Diciamolo: quella mano non serviva. L’Inter non era in grande serata, anche se forse avrebbe pareggiato o vinto lo stesso, chi lo sa. Ma il colpo di testa di Couto che ha mandato poi la palla a sfiorare il braccio del portoghese non era rigore, per il regolamento e per il buon senso. Questo lo diciamo e i tifosi nerazzurri se ne facciano una ragione, anche perché il sospetto che il dubbio sia sempre a favore della banda Mancini cominciano ad averlo in troppi. Detto questo però aggiungiamo anche che le sceneggiate viste a fine partita e oltre (si narra a San Siro che Di Carlo e Gasbarroni abbiano aggredito verbalmente e quasi fisicamente l’arbitro nel sottopassaggio) sono una vera certezza, perché il nostro calcio non cambia mai. Altro che fair play, terzo tempo e strette di mano: basta una domenica per cancellare tutto.
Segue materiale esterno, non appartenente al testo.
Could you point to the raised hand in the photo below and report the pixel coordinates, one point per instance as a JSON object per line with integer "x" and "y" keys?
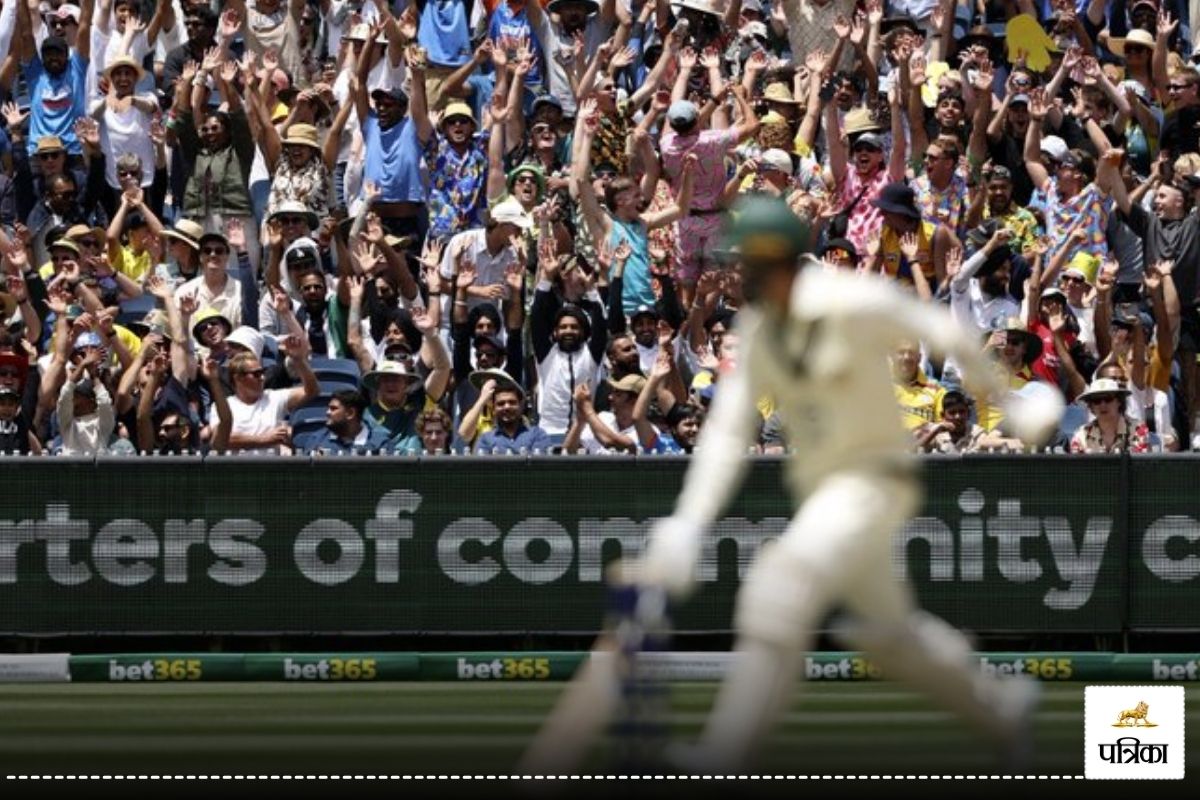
{"x": 514, "y": 278}
{"x": 12, "y": 115}
{"x": 953, "y": 262}
{"x": 213, "y": 59}
{"x": 431, "y": 252}
{"x": 235, "y": 232}
{"x": 375, "y": 232}
{"x": 688, "y": 59}
{"x": 364, "y": 254}
{"x": 231, "y": 23}
{"x": 159, "y": 288}
{"x": 1165, "y": 25}
{"x": 466, "y": 277}
{"x": 274, "y": 234}
{"x": 88, "y": 131}
{"x": 841, "y": 26}
{"x": 423, "y": 322}
{"x": 189, "y": 305}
E tutto torna come prima. È vero: ci sono arbitri (e assistenti) scarsi e Collina, chiede giustamente Franco Ordine, vuol battere un colpo?
Però poi passiamo ai giocatori. Il tuffo di Mutu: il romeno sarà anche stato toccato, ma in verità sembrava colpito da una fucilata. E Marchionni? In campo protesta per un fallo sacrosanto, fuori confessa che lo stesso fallo «non c’era». E ancora: i presidenti. Cairo ha ragione di protestare (e gli diamo volentieri lo spazio per farlo) ma pensare a un complotto contro il Torino... Poi c’è De Laurentiis, quello che si scagliò in tv contro i critici solo perché aveva vinto la prima partita in campionato. Ieri ha sbraitato contro il direttore di gara, reo di una doppia ammonizione ad un suo giocatore.

Ma non si preoccupi, presidente, i suoi (e quelli della Lazio) hanno fatto di meglio: hanno fatto saltare la stretta di mano finale, rimpiazzandola con una sequela di insulti e recriminazioni. Per non parlare della quasi rissa di Inter-Parma. Non cambiano mai, insomma. E, state tranquilli, non cambieranno.